Y solo Dios sabe lo siguiente que habría hecho de no ser porque en ese momento, ya que nunca había habido una mañana tan clara y despejada, muy lejos, al otro lado de los campos de abajo, un hombre empezó a cantar, en la distancia pero con mucha claridad y una bonita cadencia de voz. Y terminó la canción y la silbó, y luego la volvió a cantar:

Cosita bonita,

alegre cosita,

cosita preciosa,

si fueras mía,

contra mi pecho

te abrazaría,

y así mi joya

nunca perdería.

Y entonces, agachado y escuchando, el tontito soltó a Maggie Jean y se puso él a cantar la canción, y luego la volvió a coger entre sus brazos, pero con ternura, como si fuera un gato, y la puso en pie y le estiró el vestido que llevaba, y la cogió de la mano y la llevó de vuelta al sendero que atravesaba el bosque de alerces. Y ella se marchó, y una vez miró atrás y lo vio observándola detenidamente, y como se dio cuenta de que estaba llorando volvió corriendo junto a él, la buena muchacha, y le dio unas palmaditas en la mano y le dijo No llores, y vio que su rostro era como el de una bestia atormentada y se marchó de nuevo hacia la estación. Y solo cuando regresó a su casa esa noche contó la historia de su encuentro con el Andy de Cuddiestoun.

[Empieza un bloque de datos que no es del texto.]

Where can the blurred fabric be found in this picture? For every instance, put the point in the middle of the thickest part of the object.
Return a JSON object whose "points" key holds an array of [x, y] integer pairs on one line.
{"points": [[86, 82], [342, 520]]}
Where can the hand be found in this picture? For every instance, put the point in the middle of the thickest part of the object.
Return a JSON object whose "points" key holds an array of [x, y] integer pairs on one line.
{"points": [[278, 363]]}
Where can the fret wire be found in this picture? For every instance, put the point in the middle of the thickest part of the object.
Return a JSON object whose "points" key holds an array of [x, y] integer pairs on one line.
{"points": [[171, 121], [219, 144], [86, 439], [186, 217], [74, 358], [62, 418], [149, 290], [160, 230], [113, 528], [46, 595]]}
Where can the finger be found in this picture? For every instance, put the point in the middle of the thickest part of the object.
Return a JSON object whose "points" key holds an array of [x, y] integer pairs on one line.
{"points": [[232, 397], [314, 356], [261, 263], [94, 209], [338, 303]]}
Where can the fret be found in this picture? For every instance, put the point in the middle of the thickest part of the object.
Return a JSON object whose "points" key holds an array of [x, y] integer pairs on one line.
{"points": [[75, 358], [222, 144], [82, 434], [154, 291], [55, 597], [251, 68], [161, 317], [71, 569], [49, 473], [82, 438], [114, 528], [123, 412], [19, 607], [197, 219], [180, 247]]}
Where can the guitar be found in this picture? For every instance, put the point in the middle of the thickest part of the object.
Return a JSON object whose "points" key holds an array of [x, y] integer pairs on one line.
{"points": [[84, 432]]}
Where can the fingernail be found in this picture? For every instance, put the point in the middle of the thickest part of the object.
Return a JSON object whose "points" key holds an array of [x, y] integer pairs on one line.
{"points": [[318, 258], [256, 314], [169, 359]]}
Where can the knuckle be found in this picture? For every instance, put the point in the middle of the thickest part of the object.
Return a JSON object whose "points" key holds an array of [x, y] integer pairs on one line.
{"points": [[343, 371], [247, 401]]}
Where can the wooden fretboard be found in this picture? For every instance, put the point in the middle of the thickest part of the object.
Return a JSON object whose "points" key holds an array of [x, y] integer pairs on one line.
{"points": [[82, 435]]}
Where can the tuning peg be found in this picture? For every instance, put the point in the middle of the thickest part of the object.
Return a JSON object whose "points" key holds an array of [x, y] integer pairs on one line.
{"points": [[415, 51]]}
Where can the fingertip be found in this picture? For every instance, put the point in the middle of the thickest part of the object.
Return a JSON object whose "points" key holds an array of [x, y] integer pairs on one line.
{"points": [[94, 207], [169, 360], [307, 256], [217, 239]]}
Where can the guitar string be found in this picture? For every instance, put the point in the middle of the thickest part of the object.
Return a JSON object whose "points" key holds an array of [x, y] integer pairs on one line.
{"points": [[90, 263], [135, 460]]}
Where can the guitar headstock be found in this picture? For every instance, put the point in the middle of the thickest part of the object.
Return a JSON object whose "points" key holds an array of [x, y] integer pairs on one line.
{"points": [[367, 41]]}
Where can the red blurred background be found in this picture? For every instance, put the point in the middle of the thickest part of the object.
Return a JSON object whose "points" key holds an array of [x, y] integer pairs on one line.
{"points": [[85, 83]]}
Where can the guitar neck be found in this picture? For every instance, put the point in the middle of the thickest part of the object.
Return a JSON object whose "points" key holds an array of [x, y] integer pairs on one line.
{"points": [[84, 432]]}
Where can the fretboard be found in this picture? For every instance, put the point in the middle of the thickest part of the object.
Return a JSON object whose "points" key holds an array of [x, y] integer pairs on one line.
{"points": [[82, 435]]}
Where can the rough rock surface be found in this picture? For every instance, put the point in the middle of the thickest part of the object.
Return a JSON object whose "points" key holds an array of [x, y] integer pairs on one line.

Pero según transcurría el día, Rob el Largo, que estaba trabajando en ese páramo de arriba del molino, todavía cantando, sudando y gritando a los animales, debió de atraer con sus cantos a Andy, que bajó del bosque de alerces y fue arrastrándose entre los setos sin que lo vieran los hombres de Upperhill que estaban en los campos. Y en una ocasión Rob levantó la cabeza y le pareció ver una sombra que se movía en una zanja que delimitaba el páramo, pero supuso que sería un perro y solo le tiró una piedra por si se trataba de un animal en celo o que quería matar pollos. La sombra dio un grito y un gruñido, pero ya no estaba en la zanja cuando Rob cogió otra piedra, así que siguió con su trabajo y el tontito se marchó por el camino de Kinraddie hacia Bridge End con la roja sangre cayéndole por su lamentable rostro sin que Rob llegara a verlo en ningún momento.

Sin embargo, justo en la esquina en que el camino rodeaba la granja de Pooty, casi se choca con la propia Chris, que volvía de Auchinblae de hacerle recados a su madre con la cesta en el brazo y la cabeza muy lejos, enfrascada en los verbos latinos en -are. Se le cayó la baba al verla y echó a correr hacia ella, y Chris gritó, aunque no es que estuviera muy asustada, y luego le lanzó la cesta a la cabeza y se dirigió hacia casa de Pooty. Este estaba sentado justo tras la puerta cuando ella llegó con el bruto pisándole los talones; podía oír sus jadeos, y luego se extrañaría a menudo de la frialdad que le sobrevino entonces; pues se metió en la casa rauda como un pájaro y le cerró la puerta al tontito en la cara, y puso la tranca y vio que las tablas se hinchaban y crujían mientras fuera el loco se lanzaba contra ellas una y otra vez.